Derivative with respect to vectorized inverse Kronecker product

derivativesdifferentialkronecker productmatrix-calculusvectorization

I am trying to derive the gradient of a function I wish to optimize, and wish to obtain the following derivative:
$$
\frac{\partial}{\partial \pmb{x}} \left(\pmb{I} – \pmb{X} \otimes \pmb{X} \right)^{-1} \pmb{y}
$$

with $\pmb{x} = \mathrm{vec}(\pmb{X})$, $\pmb{X}$ being a square asymetric matrix and $\pmb{y}$ a vector that is not a function of $\pmb{x}$, and $\otimes$ the Kronecker product. My thought was to first write:
$$
\left( \pmb{y}^{\top} \otimes \pmb{I} \right) \mathrm{vec}\left( \left(\pmb{I} – \pmb{X} \otimes \pmb{X} \right)^{-1}\right)
$$

next to let $\pmb{f} = \mathrm{vec}\left( \left(\pmb{I} – \pmb{X} \otimes \pmb{X} \right)^{-1}\right)$ and then to express the differential of $\pmb{f}$. I got to:
$$
d\pmb{f} = \left(\left(\pmb{I} – \pmb{X} \otimes \pmb{X} \right)^{-\top} \otimes \left(\pmb{I} – \pmb{X} \otimes \pmb{X} \right)^{-1}\right) \left( \mathrm{vec}\left( (d\pmb{X}) \otimes \pmb{X} \right) + \mathrm{vec}\left( \pmb{X} \otimes (d\pmb{X})\right) \right)
$$

in which $-\top$ is short for the transpose of an inverse. This seems close to the answer, but not quite there yet. I guess I am getting lost in trying to express $\mathrm{vec}\left( (d\pmb{X}) \otimes \pmb{X} \right)$ in terms of $d\pmb{x}$.

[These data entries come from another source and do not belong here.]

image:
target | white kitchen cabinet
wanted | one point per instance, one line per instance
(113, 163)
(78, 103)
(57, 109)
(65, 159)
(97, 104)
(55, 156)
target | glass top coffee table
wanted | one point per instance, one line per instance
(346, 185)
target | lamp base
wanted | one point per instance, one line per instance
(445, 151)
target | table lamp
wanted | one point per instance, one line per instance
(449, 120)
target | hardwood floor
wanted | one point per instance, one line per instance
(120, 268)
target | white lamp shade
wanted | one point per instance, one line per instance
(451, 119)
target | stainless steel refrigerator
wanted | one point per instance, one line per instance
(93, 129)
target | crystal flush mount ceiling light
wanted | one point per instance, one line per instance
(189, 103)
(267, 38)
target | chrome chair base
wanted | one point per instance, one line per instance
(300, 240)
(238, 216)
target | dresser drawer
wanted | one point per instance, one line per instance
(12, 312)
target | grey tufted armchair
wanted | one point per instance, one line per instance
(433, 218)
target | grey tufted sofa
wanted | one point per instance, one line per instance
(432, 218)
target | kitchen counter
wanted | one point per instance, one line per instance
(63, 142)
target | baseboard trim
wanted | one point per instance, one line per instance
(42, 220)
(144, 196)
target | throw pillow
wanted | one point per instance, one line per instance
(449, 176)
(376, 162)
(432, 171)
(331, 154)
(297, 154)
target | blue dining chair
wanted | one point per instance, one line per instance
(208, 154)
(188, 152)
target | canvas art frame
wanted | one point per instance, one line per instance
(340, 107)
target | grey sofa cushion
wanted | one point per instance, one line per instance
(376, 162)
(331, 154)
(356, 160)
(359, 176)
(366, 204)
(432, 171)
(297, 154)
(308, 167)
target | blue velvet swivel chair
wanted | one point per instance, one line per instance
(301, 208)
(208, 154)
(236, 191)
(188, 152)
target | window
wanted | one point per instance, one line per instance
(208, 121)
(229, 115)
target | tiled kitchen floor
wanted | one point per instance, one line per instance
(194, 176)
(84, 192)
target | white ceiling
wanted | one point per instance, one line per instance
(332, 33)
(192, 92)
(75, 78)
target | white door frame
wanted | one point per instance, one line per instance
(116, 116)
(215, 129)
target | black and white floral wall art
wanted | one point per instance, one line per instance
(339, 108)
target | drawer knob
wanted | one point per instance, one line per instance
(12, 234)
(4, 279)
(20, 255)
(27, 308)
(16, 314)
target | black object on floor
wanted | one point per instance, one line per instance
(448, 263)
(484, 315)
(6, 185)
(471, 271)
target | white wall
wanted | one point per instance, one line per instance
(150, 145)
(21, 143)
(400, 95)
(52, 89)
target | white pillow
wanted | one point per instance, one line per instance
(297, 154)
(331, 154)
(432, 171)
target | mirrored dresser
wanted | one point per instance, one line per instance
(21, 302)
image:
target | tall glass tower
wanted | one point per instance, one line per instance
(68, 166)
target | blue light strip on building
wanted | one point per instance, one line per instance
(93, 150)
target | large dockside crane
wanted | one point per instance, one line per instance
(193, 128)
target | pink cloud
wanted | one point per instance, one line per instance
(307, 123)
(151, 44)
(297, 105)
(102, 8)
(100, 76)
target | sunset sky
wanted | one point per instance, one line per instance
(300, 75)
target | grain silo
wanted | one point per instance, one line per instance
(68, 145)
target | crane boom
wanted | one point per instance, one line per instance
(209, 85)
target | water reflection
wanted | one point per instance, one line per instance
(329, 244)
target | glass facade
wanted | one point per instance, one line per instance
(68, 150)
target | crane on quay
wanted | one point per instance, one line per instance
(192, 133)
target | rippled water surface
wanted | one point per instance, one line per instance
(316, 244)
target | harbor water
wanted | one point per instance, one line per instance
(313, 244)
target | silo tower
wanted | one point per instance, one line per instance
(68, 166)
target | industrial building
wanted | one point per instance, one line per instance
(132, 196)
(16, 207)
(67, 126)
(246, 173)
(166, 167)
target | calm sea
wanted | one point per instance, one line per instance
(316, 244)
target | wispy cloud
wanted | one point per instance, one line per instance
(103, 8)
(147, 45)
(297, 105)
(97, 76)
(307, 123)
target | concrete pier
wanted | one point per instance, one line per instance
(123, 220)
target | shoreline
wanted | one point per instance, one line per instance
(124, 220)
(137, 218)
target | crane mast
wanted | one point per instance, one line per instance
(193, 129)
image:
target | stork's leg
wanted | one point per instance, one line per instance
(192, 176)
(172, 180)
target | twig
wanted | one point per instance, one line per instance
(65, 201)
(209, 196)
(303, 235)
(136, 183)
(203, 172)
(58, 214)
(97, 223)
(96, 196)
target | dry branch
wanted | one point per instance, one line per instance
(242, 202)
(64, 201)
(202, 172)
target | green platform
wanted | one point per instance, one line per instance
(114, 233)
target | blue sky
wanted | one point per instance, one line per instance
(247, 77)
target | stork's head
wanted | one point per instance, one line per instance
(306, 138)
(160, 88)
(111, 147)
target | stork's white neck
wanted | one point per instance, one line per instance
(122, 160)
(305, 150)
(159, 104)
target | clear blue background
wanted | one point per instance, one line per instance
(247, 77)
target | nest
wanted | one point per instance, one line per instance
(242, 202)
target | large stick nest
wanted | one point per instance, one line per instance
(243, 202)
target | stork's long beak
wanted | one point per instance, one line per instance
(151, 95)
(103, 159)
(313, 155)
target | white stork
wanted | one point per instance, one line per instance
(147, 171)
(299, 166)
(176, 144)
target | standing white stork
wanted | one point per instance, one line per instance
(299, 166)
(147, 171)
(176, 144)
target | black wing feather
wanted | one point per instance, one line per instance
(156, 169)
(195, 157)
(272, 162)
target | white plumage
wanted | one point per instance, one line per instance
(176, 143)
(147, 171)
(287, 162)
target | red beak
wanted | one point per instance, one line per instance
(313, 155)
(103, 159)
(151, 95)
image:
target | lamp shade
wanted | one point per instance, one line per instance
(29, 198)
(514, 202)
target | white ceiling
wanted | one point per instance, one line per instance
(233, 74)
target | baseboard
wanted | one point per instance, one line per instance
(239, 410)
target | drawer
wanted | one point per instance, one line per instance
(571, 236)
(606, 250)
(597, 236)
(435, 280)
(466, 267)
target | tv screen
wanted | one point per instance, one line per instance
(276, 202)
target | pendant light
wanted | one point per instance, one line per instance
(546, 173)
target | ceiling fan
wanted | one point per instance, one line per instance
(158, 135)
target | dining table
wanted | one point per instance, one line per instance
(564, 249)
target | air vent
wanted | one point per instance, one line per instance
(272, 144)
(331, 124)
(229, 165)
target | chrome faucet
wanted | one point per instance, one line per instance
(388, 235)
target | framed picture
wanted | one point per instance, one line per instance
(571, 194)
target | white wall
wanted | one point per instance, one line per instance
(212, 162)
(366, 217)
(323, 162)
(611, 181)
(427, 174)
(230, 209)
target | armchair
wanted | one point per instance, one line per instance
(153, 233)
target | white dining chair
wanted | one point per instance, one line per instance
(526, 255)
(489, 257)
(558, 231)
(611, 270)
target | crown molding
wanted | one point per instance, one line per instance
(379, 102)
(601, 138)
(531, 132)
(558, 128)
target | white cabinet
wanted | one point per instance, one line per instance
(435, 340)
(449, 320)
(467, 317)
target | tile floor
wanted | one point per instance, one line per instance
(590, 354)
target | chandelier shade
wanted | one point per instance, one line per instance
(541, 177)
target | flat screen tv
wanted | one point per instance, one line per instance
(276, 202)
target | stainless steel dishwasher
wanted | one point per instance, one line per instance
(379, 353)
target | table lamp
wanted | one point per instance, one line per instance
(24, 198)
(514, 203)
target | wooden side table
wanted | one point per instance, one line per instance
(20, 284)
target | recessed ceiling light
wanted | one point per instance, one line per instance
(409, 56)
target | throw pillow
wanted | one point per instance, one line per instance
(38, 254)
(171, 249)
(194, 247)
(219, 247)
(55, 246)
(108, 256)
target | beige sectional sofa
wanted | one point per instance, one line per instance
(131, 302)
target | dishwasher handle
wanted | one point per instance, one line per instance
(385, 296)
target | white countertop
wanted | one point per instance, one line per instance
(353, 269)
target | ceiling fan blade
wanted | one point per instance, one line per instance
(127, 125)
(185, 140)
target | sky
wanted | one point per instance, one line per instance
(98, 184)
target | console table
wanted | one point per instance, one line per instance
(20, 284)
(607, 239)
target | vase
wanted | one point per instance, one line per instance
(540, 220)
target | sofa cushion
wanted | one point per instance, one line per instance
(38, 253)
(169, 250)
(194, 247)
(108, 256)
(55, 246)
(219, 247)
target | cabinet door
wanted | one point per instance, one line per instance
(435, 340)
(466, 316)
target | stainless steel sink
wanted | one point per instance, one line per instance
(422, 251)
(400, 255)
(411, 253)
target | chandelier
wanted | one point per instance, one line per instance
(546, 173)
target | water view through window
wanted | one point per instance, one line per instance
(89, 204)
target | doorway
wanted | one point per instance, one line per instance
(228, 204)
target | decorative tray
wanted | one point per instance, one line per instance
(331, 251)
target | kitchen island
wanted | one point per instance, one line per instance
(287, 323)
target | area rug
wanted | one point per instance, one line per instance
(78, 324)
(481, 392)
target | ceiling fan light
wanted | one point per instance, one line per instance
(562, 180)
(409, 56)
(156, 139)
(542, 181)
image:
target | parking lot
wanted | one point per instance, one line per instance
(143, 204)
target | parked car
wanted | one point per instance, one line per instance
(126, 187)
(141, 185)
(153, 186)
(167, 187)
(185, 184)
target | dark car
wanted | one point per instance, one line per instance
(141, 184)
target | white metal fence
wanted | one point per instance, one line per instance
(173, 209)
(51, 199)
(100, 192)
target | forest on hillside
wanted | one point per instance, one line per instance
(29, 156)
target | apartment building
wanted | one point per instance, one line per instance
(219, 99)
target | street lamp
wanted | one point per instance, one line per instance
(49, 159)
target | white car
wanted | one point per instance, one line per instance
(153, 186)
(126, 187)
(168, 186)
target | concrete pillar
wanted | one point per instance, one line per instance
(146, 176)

Edit: continuing this, I recognized there must be some permutation matrix $\pmb{P}$ such that:
$$
\pmb{P}\mathrm{vec}( (d\pmb{x})\pmb{x}^{\top} ) = \mathrm{vec}((d\pmb{X}) \otimes \pmb{X})
$$

which I can use to further derive:
$$
\begin{align}
d\pmb{f} &= \left(\left(\pmb{I} – \pmb{B} \otimes \pmb{B} \right)^{-\top} \otimes \left(\pmb{I} – \pmb{B} \otimes \pmb{B} \right)^{-1}\right)\pmb{P}\left((\pmb{b} \otimes \pmb{I}) + (\pmb{I} \otimes \pmb{b})\right)d\pmb{b} \\
\frac{\partial \pmb{f}}{\partial \pmb{b}} &= \left(\left(\pmb{I} – \pmb{B} \otimes \pmb{B} \right)^{-\top} \otimes \left(\pmb{I} – \pmb{B} \otimes \pmb{B} \right)^{-1}\right) \pmb{P}\left((\pmb{b} \otimes \pmb{I}) + (\pmb{I} \otimes \pmb{b})\right).
\end{align}
$$

Which seems plausible. Thus, all that seems to be needed is an expression for $\pmb{P}$. I guess that will take a similar form as this answer, but I am not sure about it.

Best Answer

Let $X\in {\mathbb R}^{n\times n}$ and $E$ be the identity matrix of the same size.
Let's also denote the $k^{th}$ column of $X$ by $x_k$.

Define the matrices $$\eqalign{ A &= (E\otimes E - X\otimes X),\quad M &= \pmatrix{E\otimes x_1\cr E\otimes x_2\cr\vdots\cr E\otimes x_n} \cr }$$ Calculate the differential of $A$. $$\eqalign{ dA &= -(X\otimes dX+dX\otimes X) \cr da &= {\rm vec}(dA) = -(M\otimes E+E\otimes M)\,dx \cr }$$ Now we can answer the question. $$\eqalign{ w &= A^{-1}y \cr dw &= dA^{-1}y \cr &= -A^{-1}\,dA\,A^{-1}y \cr &= -{\rm vec}(A^{-1}\,dA\,w) \cr &= -(w^T\otimes A^{-1})\,da \cr &= (w^T\otimes A^{-1})\,(M\otimes E+E\otimes M)\,dx \cr \frac{\partial w}{\partial x} &= (w^T\otimes A^{-1})\,(M\otimes E+E\otimes M) \cr }$$